In summer, you can generally find beer festivals everywhere: not only in the bigger cities but also in the smaller villages; be warned, however, that the beer there is normally served in 1 L ceramic glasses called Maß. The biggest beer festival certainly is the Munich Oktoberfest, followed twice a year by the Nuremberg Volksfest and Gäubodenfest in Straubing. Also very nice is Bergkirchweih in Erlangen. If you are touring Upper Bavaria in August, you shouldn´t miss Barthelmarkt in Oberstimm, next to Ingolstadt, which is one of the oldest traditional beer festivals in Bavaria. It´s still kind of a local insider tip. You will hardly find foreigners there. On Monday there is a big horse market and the beer tents open already at 05:30 and they are packed with people at 06:00.
Bavaria's beer garden (Biergarten) season starts in mid April and runs right through well into October. The shade of ancient horse chestnut trees become a rendezvous point for both young and old, white and blue collar workers, rich and not-so-rich, and locals and visitors alike: a place to enjoy a convivial glass of cold local beer and some tasty Bavarian snacks. You can even bring your own food (but not drinks).

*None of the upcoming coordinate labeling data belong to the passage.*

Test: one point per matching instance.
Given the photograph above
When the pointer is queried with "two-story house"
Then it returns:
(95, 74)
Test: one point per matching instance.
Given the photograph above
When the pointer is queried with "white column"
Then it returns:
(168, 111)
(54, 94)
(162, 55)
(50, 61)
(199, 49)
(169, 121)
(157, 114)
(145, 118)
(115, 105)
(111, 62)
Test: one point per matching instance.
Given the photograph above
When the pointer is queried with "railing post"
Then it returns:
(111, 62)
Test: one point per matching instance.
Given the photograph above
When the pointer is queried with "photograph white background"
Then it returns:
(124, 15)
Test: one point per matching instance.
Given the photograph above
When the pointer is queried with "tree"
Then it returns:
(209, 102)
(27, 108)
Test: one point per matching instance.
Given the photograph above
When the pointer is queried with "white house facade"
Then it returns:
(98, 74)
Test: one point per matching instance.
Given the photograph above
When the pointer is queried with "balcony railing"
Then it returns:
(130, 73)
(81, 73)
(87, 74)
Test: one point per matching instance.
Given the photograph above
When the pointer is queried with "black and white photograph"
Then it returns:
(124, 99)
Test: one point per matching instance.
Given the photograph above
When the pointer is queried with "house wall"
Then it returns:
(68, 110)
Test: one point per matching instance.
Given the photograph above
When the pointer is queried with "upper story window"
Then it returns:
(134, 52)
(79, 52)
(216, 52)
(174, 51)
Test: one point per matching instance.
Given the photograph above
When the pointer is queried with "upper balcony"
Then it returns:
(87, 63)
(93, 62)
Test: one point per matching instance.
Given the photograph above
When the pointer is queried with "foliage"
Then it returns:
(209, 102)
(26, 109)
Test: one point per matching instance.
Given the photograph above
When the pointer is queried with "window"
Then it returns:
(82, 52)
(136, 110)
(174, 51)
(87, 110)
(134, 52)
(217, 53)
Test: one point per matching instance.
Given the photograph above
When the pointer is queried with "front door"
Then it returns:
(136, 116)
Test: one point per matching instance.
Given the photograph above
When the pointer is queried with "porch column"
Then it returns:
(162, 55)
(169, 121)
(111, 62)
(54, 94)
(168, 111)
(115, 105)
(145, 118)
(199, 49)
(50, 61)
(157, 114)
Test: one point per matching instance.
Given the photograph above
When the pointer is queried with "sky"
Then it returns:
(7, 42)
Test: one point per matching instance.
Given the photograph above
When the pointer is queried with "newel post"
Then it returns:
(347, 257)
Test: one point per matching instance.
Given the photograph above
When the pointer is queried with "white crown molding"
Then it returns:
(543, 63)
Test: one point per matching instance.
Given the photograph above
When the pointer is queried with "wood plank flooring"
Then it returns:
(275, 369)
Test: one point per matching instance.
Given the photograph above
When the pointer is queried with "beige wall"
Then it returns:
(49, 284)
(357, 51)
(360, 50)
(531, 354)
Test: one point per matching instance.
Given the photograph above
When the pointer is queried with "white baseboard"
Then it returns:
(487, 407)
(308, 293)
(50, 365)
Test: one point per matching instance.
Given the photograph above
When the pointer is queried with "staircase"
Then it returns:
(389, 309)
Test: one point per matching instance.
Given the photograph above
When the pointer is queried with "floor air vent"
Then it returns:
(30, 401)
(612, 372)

Franconia is known as the home of beer cellars. What is called beer gardens in the south are called beer cellars (Bierkeller) in the north. But rather than sitting in the beer cellar you actually sit on top of it. The ancient underground cellars, that are just perfect for storing beer, are usually located in idyllic rural settings. So it really was a natural step to set up a few beer tables and serve the beer to people right on site. As many Bierkeller are too far away from town to walk and driving there presents obvious DUI problems, Franconians like to visit them with a bicycle (the DUI limit being notably higher at 0.13% and less strictly enforced). It is perfectly okay in the great majority of them to bring your own food, as long as you order at least one drink (alcoholic or not). A common choice in drink is Radler (literally cyclist, so called probably because it is an ideal refreshment for cyclists that leaves them sober enough to drive on) a mix of roughly equal parts lemonade (Sprite or 7up or a generic clone) and beer. The selection of food in a Bierkeller includes mostly cold foods like Kellerplatte (mostly different types of sausage and bread) or Obatzda (a type of cottage cheese) or Handkäs mit Musik (literally hand-cheese with "music" the "music" being caused by the onions). More and more Bierkeller also offer warm food including all the Franconian food listed above and in the Franconia article. Breweries in Franconia lists breweries, beer cellars, brewery museums.
The north of Bavaria is famous not only for its beer but especially for its (white) wines that come in special bottles called Bocksbeutel (bottles with a big round yet flat belly). For a sweet treat, try ice wine (Eiswein), made from grapes that are allowed to stay until the first severe frost and then pressed and made into a very sweet wine.